La scène a rapidement circulé dans les comptes rendus consacrés aux travaux du Parlement polonais. Elle a déplacé l’attention du contenu du discours ministériel vers le comportement de l’élue et les règles de conduite attendues au Sejm. L’épisode a ainsi été commenté non seulement comme une altercation entre majorité et opposition, mais aussi comme un exemple de comportement des députés au Parlement polonais.

La direction du PiS reconnaît un comportement inacceptable

Tobiasz Bocheński, vice-président du PiS, a reconnu que cette attitude n’était pas acceptable. Le responsable du parti a déclaré qu’il était prêt à présenter des excuses pour le comportement de la députée. Sa réaction constitue une prise de distance publique avec l’intervention de Dominika Chorosińska, alors que celle-ci avait eu lieu au nom d’une formation représentée au Parlement.

Tobiasz Bocheński a également estimé que les standards politiques au Parlement polonais s’étaient sensiblement dégradés ces derniers temps. Cette déclaration ne portait pas uniquement sur la séquence provoquée par Dominika Chorosińska : elle plaçait l’incident dans une discussion plus large sur la qualité des échanges entre députés et sur le respect de l’éthique parlementaire en Pologne.

Le vice-président du PiS n’a pas contesté la réalité de la scène rapportée pendant le discours du ministre de la Défense. Il a au contraire reconnu la nécessité d’excuses et qualifié le comportement observé d’inadmissible. La direction du parti a donc été amenée à répondre publiquement aux actes de l’une de ses parlementaires.

Une polémique sur les standards du débat politique

Dans les réactions suscitées par l’épisode, le geste de la députée a été décrit comme une attitude ouvertement méprisante à l’égard de l’intervention ministérielle.
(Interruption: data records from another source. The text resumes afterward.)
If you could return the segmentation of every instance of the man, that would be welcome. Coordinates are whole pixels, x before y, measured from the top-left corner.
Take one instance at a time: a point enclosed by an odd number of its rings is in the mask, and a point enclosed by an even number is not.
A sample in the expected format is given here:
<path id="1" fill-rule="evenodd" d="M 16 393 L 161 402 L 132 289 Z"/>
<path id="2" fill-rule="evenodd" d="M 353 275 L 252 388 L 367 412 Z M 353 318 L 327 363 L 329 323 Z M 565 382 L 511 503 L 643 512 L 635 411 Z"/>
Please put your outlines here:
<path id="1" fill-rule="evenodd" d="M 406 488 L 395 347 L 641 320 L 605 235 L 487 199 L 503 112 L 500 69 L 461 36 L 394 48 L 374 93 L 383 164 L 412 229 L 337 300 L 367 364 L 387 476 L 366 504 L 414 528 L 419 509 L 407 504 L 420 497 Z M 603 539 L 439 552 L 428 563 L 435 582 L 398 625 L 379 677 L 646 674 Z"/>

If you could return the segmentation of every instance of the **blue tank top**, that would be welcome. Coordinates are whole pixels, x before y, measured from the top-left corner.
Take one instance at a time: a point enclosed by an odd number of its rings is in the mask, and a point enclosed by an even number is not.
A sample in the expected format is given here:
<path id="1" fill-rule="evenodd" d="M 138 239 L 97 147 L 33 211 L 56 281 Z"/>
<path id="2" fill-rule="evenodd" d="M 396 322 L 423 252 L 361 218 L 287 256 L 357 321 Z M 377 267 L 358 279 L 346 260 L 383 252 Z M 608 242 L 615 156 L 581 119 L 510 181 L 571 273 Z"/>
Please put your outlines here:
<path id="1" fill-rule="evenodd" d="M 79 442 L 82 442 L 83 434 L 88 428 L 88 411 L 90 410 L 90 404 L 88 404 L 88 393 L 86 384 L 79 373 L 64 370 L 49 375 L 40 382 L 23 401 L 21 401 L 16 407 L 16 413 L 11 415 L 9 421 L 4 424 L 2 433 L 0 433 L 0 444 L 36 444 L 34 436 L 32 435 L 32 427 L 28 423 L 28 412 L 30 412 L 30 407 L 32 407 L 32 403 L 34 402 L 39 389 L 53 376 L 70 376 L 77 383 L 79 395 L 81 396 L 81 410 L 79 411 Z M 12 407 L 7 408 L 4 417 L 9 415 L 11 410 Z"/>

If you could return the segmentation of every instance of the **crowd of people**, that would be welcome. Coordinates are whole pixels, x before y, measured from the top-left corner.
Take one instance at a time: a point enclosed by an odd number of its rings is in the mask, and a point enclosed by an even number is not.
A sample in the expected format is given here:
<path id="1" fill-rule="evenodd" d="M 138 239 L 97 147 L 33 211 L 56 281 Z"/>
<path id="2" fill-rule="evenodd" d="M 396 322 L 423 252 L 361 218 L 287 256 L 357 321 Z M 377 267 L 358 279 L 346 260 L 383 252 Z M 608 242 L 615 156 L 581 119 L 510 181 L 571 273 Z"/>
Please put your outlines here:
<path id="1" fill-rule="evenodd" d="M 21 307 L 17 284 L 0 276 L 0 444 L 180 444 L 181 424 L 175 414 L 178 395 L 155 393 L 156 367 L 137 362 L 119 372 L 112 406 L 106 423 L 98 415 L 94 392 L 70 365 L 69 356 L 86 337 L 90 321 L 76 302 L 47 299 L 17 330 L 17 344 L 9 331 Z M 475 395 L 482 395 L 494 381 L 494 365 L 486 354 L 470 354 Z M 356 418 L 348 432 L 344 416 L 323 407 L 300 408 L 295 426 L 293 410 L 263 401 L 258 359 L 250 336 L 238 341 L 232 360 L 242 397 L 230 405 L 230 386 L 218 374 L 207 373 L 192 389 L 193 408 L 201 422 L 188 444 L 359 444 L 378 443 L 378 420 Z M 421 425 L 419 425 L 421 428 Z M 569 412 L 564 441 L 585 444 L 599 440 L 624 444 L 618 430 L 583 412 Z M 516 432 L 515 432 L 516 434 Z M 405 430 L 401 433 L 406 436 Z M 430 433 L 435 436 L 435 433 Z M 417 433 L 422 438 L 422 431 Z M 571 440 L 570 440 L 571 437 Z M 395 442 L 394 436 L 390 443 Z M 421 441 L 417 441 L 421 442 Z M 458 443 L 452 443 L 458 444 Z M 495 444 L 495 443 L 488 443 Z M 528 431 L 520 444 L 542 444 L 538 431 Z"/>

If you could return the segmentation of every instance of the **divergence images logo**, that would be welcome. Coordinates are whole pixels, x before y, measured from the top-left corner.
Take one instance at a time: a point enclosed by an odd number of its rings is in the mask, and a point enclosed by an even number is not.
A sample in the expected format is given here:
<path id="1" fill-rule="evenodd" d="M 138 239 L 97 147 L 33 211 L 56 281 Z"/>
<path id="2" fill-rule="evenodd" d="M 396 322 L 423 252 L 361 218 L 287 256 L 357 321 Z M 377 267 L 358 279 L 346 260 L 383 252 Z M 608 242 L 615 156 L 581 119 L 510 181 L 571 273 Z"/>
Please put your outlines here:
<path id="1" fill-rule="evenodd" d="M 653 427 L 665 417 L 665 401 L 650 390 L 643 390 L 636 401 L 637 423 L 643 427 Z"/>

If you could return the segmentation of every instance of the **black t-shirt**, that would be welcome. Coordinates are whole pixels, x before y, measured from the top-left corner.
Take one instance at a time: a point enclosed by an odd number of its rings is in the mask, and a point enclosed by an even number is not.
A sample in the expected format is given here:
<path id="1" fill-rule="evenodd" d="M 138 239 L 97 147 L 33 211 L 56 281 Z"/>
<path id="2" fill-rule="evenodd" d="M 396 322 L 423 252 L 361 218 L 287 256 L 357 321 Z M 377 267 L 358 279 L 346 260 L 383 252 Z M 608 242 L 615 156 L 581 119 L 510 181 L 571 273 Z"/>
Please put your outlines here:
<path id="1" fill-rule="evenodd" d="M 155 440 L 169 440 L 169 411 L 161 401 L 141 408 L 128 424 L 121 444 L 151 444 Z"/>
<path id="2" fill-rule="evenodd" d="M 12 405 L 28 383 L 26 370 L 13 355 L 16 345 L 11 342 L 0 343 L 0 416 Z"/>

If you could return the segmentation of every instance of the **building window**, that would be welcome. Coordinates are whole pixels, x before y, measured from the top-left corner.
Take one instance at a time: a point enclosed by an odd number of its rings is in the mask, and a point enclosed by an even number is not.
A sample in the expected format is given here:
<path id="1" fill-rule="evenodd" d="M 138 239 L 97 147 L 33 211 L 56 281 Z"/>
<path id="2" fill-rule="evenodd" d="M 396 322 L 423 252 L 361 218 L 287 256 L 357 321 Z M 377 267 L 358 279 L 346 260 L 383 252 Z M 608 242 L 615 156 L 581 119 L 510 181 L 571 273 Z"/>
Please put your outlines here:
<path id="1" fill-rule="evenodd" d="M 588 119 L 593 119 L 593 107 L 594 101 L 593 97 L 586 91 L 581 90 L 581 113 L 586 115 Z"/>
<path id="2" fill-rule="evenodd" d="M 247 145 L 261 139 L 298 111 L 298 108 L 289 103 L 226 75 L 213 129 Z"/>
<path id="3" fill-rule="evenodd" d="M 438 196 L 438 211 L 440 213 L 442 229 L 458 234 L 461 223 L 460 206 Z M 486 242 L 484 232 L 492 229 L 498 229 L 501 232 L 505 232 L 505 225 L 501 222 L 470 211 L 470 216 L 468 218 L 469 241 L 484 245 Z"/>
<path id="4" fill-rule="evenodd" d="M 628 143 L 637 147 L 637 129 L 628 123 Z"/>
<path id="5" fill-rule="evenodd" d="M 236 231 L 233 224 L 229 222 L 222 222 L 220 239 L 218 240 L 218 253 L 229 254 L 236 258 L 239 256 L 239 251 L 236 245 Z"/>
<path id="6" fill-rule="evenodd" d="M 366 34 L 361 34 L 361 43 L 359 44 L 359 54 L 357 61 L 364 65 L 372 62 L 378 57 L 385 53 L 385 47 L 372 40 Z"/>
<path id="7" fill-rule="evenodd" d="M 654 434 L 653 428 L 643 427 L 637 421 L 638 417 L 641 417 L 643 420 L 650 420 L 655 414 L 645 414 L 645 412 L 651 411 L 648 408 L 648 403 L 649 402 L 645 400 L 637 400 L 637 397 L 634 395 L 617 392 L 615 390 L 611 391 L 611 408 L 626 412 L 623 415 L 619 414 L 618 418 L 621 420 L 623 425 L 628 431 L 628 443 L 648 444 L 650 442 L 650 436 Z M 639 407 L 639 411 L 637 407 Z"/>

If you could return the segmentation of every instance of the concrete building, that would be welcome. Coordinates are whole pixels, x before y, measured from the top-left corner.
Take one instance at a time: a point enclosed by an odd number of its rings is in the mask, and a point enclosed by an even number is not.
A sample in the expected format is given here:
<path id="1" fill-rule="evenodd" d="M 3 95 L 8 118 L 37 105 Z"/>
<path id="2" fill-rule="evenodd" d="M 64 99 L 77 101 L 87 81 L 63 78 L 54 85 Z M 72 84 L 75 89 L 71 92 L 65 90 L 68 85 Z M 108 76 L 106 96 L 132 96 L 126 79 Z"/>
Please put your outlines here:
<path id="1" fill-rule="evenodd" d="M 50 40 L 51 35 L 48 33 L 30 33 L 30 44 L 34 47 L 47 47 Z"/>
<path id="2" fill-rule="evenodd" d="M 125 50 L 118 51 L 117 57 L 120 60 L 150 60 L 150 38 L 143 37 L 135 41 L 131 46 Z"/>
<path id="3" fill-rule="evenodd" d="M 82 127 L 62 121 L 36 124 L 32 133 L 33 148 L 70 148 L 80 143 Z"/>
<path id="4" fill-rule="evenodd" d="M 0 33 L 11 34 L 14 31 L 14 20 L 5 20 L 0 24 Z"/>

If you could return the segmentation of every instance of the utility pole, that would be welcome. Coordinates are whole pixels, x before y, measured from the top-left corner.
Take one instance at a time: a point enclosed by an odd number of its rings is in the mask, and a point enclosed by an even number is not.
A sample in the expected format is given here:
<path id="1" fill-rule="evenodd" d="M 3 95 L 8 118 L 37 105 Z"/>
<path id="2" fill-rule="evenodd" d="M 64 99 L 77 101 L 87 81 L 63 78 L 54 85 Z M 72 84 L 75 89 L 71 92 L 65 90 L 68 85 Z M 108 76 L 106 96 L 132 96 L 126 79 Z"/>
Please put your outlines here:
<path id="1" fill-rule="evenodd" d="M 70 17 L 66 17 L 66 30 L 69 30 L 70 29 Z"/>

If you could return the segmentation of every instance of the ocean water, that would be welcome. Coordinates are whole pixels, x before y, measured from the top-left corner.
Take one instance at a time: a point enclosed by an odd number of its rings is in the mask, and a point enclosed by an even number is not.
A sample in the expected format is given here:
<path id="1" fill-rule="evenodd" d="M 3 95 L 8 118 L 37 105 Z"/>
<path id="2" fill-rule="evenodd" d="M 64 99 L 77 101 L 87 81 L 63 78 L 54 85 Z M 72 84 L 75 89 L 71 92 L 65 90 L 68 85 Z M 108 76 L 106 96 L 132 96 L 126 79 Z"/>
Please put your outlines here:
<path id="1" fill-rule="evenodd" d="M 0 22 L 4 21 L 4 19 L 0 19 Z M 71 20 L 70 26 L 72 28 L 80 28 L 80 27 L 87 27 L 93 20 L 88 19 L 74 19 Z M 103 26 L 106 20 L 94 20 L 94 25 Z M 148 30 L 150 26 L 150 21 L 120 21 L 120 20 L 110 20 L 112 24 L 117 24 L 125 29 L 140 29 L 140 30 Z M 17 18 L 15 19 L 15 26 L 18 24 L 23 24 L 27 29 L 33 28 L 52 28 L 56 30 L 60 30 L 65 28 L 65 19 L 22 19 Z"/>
Ses détracteurs y ont vu une manière de transformer un débat consacré à la défense en démonstration destinée à provoquer une réaction dans l’hémicycle et au-delà.

Cette lecture a également été formulée à propos du débat politique au Sejm. La controverse ne repose pas sur une décision législative ou sur une mesure annoncée par le gouvernement, mais sur la manière dont une députée a choisi d’intervenir pendant une prise de parole officielle. Les critiques se concentrent sur le respect dû aux travaux parlementaires et sur la place de tels gestes dans une institution politique.

Le PiS se trouve directement associé à cette séquence puisque Dominika Chorosińska appartient à ses rangs et que la réaction la plus nette est venue de l’un des vice-présidents du parti. L’acceptation du principe d’excuses par Tobiasz Bocheński a donné à l’affaire une dimension interne. La formation a dû répondre à une conduite individuelle qui a suscité des critiques publiques et attiré l’attention sur ses propres règles de comportement.

La polémique concerne aussi la relation entre les différentes forces politiques représentées au Parlement polonais. Le discours de Władysław Kosiniak-Kamysz, ministre de la Défense, a été marqué par une interruption qui n’a pas pris la forme d’un argument politique ou d’une objection formulée à la tribune. L’échange s’est déroulé dans la salle du Sejm, où les interventions des députés sont encadrées par des règles de procédure et par des usages liés à la fonction parlementaire.

Des excuses annoncées par un responsable du parti

En déclarant qu’il était prêt à s’excuser, Tobiasz Bocheński a reconnu que l’épisode pouvait porter atteinte à l’image du PiS. La réaction publique d’un dirigeant de la formation montre que le parti a considéré nécessaire de traiter la conduite de sa députée, plutôt que de la laisser sans commentaire.

Le responsable du PiS a aussi évoqué une difficulté plus générale concernant la culture politique et la discipline parlementaire en Pologne. Cette appréciation lui appartient et a été formulée en réponse à l’incident survenu pendant l’intervention du ministre de la Défense. Elle ne s’accompagne, dans les éléments rapportés, d’aucune annonce de sanction contre Dominika Chorosińska ni d’une modification des règles applicables aux députés.

L’affaire reste donc centrée sur une scène précise : une élue du PiS imitant un aboiement pendant qu’un ministre s’exprimait, puis un responsable de la formation reconnaissant le caractère inacceptable de ce comportement et se déclarant prêt à présenter des excuses. Les réactions politiques se poursuivent autour de cette séquence au Sejm.